Like any Marylander, I was sad and angry to see what was happening in Baltimore. And at 7:17 a.m. that Tuesday, when my commander confirmed that the 158th Cavalry would ride again, I was also eager to join my fellow cavalry troopers to restore peace and order to Baltimore.
My eagerness was tempered quickly by the surreal feeling of loading ammunition into magazines in Lot C of Ravens Stadium in downtown Baltimore. At 3 a.m. Wednesday, our unit took over security for Baltimore City Hall — a mission I never anticipated when I joined the Army. My desire was to fight in the war on terrorism. This was something else — my duty, yes, but foreign to the combat training I had prepared for.
What I saw was more nuanced than what a TV camera could pick up. Standing on the security line around Baltimore City Hall, I was greeted by friends from architecture school, Baltimore police officers, Baltimore City Council members and former Salisburians, each asking what they could do for our soldiers.

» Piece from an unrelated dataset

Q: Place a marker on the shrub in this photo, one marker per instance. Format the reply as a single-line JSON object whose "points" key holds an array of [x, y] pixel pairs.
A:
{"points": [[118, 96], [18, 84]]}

We were overwhelmed by the amount of food, water and kindness brought to us by Baltimore workers and citizens, thanking us for our presence.
The interactions I had were not what I expected. My soldiers and I were often faced at the lines with a group of young people holding up signs, chanting at us. An older black gentleman confronted these various groups several times one day, challenging their chants and engaging them in critical conversation. One of the most inspiring sights I observed was the teenage protesters slowly lowering and rolling up their signs, biting into slices of pizza we shared, talking with this older man about how some of their perceptions were wrong, how some were right and how their anger was, perhaps, misplaced.
What the Baltimore riots mean to Salisbury
These weren’t lessons soldiers, police officers or politicians could impart – but one man who stood face to face with them as a voice of history put things in context.
His lesson was simple: Painting with broad brush strokes does us no good. He said, “Most police officers are honorable people that seek to serve and protect. The soldiers aren’t here to hurt you and they aren’t calling you thugs. Most inner-city kids are living difficult lives admirably and are reaching for their dreams.”
When we look more closely at the individual and see the humanity in an interaction between a group of frustrated teenagers and the wisdom of a man who has seen turmoil throughout decades in his city, we can see there is a finer grain to the generalized picture we are often fed.
We are blessed that Salisbury’s trajectory — as evidenced by how we have dealt with recent police/community issues, decreasing crime rates and a peaceful demonstration, not to mention our ongoing revitalization — is very different from Baltimore’s recent trajectory.
However, this is no time to rest on our laurels. If Baltimore’s recent experience proves anything, it is this: It isn’t hard to tear down a bad thing. What’s hard is building something good in its place.
Let us continue to build good things, seek peace for our fellow Marylanders, seek justice for all and safety for those who serve and protect us day in and out.